Talk about a legacy.
This is not the first time something like this has happened.
When Marc and I were living in England in 2009, we spent a week in Scotland scampering about Edinburgh and St. Andrews. When we weren’t hiking Arthur’s Seat in severe windstorms, or running along the beach Chariots of Fire-style, we were doing the things that most twenty-four year olds do when travelling: drinking too much and staying out too late.
One night, I asked Marc to take me to the Oxford Bar – the drinking establishment frequented by Inspector Rebus, the fictional detective and misanthropic protagonist of Ian Rankin’s best selling novels. You see, we had very limited internet access in our flat back in Birmingham, and in the absence of ever being online, I read about fifty odd Rebus books during the months that I was studying at the city’s university.

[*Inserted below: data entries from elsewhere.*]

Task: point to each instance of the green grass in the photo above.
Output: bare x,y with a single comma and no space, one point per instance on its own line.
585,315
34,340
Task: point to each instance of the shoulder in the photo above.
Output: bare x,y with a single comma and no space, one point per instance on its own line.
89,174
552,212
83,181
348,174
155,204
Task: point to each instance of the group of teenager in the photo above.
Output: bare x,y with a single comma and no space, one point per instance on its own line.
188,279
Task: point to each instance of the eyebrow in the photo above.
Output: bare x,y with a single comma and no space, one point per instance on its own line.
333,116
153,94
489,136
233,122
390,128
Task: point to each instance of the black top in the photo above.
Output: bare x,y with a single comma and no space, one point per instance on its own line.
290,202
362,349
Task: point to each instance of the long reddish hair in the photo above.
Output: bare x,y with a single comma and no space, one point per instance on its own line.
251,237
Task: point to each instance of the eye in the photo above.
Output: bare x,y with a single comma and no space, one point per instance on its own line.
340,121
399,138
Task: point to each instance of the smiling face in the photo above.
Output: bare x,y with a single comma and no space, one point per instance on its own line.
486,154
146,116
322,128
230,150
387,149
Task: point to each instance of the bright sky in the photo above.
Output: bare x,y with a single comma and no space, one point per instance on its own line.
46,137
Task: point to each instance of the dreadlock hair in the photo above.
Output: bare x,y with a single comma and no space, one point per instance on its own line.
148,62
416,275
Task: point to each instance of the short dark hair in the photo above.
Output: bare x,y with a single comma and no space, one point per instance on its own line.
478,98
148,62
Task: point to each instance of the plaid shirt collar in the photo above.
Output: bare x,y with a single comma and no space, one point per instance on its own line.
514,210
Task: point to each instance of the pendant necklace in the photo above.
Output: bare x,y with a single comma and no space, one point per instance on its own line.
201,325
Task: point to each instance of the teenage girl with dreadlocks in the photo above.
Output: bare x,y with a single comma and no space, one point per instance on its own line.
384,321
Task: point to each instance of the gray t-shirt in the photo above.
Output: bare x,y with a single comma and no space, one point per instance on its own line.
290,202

Now that we were in his city, it was imperative that I drink at the bar in which he like to drink.
We started out at the Oxford – me with white wine and Marc with a dark, bitter beer. It was there that we decided, being as it was that we were poor as hell students, that our nightly budget was to be spent on alcohol, and alcohol alone.

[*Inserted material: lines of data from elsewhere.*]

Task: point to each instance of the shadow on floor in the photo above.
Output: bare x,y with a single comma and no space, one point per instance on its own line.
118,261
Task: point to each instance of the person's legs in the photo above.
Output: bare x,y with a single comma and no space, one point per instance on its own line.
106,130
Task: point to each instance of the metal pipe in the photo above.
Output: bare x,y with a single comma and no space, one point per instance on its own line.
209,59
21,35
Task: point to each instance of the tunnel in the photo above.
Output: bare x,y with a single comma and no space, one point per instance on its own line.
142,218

From there, were began our own Scottish bar crawl, venturing into both the shadiest of underground establishments and the absolute poshest of speakeasys – though we made a point not to linger in the latter.
At one of the bars, we were invited to join a Marks and Spencer’s Christmas party where I was gifted many glasses of wine, and Marc about one million shots of whiskey.
By the time we were sitting in the last bar of the night – a cozy little space right off of the royal mile – I could hardly feel my face. When the waiter came over to take our orders, it was all I could do to croak out: “One glass of water please.”
Marc, steadfast and brazen, ordered a scotch.
I’ll never forget picking up my water, taking a sip, and blurting out, “This water tastes like a shoe.”
It was a quarter to 3am, and it was time for bed.
But the problem being – there was no way in hell that we could return to our hostel in such rough shape. We needed food and we needed it right away.
There was a late-night diner just up the road from where we were staying, and having completely forgotten our plan of “no food, only booze” we both ordered burgers and milkshakes.
I had ordered a veggie patty with melted cheesed and when it came I didn’t even hesitate. I tore into that thing like David Attenborough was narrating my life. What I didn’t expect however, was to pull out a very orange, very plastic looking thing from inside the bun.
Puzzled, I turned to Marc and whispered, “What the hell is that?”
Marc, hammered, and intensely focused on consuming his food, looked me straight into the eyes and replied, “Oh man. Babe. That’s a piece of cheese with the wrapper still on.”
Horrified, but also cognizant of the fact that I was inebriated up the yin yang and insecure that the staff already thought me a belligerent American, I shuffled up to the counter and shyly inquired, “Ummm, excuse me? Is this cheese with the wrapper on?”
The woman stared and me for a long beat before answering in her strong Scottish brogue, “That’s a roasted bell pepper.”
“Oh,” I said. “I see. Thank you. So sorry for the trouble.”
The total embarrassment I felt in that moment precipitated an almost immediate sobering. Marc and I grabbed our milkshakes and beat a speedy exit out of there.
Back in our hostel we laughed ourselves silly before falling into bed. I remember drifting off to sleep thinking if this was the last night of my life, it would be one for the annals.
And now, compared to my imminent rice crispy doom, a much better way to go.